Long-Term Cloth-Changing Person Re-identification
Xuelin Qian, Wenxuan Wang, Li Zhang, Fangrui Zhu, Yanwei Fu, Tao, Xiang, Yu-Gang Jiang, Xiangyang Xue

TL;DR
This paper introduces a new long-term cloth-changing person re-identification dataset and proposes a shape-based deep learning method to improve matching accuracy despite clothing changes over time.
Contribution
The work provides the first large-scale dataset for long-term cloth-changing Re-ID and develops a novel shape-focused model to address clothing variability.
Findings
The proposed model outperforms existing methods on the new LTCC dataset.
Shape features are more reliable than clothing appearance for long-term Re-ID.

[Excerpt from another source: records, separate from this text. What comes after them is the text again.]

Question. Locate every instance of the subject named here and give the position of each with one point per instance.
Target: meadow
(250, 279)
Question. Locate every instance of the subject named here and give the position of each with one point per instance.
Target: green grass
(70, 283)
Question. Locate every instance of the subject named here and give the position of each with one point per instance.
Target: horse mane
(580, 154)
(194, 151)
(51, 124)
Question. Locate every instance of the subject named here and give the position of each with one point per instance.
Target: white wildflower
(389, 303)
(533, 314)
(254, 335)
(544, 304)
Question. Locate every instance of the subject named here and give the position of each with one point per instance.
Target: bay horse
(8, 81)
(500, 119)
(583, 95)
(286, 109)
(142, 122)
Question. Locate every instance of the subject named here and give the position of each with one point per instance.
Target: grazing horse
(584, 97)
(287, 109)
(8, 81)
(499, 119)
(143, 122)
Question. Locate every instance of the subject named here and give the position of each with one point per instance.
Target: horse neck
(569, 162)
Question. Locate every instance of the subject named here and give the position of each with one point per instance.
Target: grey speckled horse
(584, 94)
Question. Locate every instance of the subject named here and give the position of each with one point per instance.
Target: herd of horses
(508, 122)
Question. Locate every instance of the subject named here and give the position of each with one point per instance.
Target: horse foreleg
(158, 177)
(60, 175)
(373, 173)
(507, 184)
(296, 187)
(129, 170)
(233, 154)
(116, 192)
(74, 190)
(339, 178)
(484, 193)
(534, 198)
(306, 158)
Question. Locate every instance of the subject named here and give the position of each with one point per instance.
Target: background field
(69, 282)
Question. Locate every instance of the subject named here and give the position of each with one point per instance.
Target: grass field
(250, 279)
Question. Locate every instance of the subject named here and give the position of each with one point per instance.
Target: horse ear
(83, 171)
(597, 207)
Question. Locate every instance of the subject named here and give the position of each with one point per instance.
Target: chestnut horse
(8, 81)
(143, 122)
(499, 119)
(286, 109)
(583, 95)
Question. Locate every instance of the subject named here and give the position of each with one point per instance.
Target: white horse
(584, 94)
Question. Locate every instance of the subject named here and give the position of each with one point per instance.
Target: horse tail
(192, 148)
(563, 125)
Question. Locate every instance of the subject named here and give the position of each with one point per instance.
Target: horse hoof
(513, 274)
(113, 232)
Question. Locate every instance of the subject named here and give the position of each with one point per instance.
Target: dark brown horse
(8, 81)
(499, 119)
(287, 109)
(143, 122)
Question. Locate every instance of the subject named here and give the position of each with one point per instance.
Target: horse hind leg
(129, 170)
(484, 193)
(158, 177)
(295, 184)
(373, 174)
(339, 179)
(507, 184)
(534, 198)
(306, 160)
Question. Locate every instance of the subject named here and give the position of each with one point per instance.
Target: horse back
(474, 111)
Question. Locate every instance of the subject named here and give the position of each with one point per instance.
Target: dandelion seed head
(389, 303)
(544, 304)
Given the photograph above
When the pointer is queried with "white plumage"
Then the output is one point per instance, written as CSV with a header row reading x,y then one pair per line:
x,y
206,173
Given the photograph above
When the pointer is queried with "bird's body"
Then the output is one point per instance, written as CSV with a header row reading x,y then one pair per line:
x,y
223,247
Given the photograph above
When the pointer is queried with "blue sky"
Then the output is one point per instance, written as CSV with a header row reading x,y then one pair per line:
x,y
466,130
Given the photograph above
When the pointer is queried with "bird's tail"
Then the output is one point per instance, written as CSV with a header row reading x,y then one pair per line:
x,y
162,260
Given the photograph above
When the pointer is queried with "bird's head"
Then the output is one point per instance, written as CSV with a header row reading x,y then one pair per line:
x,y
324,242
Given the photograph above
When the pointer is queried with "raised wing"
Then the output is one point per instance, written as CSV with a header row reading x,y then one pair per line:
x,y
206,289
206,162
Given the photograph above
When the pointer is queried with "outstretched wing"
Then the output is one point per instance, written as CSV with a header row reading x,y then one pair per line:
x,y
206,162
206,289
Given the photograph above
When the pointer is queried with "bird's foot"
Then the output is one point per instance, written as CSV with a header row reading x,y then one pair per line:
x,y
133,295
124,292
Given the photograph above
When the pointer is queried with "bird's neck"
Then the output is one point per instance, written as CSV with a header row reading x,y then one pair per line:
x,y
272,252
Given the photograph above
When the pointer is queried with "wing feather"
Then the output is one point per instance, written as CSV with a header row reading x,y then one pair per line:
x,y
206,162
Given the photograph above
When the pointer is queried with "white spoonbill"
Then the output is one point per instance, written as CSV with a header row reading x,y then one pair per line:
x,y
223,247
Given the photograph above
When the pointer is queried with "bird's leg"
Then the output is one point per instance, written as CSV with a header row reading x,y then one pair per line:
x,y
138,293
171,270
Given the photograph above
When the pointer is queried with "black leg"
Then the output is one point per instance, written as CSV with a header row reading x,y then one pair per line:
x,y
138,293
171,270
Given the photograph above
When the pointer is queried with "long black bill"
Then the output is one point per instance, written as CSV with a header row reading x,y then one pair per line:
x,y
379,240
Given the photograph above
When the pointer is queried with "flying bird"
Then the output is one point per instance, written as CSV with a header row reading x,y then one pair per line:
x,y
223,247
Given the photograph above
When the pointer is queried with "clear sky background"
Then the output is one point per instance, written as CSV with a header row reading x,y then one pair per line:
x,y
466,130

The dataset enables future research on cloth-changing person re-identification.
Abstract
Person re-identification (Re-ID) aims to match a target person across camera views at different locations and times. Existing Re-ID studies focus on the short-term cloth-consistent setting, under which a person re-appears in different camera views with the same outfit. A discriminative feature representation learned by existing deep Re-ID models is thus dominated by the visual appearance of clothing. In this work, we focus on a much more difficult yet practical setting where person matching is conducted over long-duration, e.g., over days and months and therefore inevitably under the new challenge of changing clothes. This problem, termed Long-Term Cloth-Changing (LTCC) Re-ID is much understudied due to the lack of large scale datasets. The first contribution of this work is a new LTCC dataset containing people captured over a long period of time with frequent clothing changes. As a…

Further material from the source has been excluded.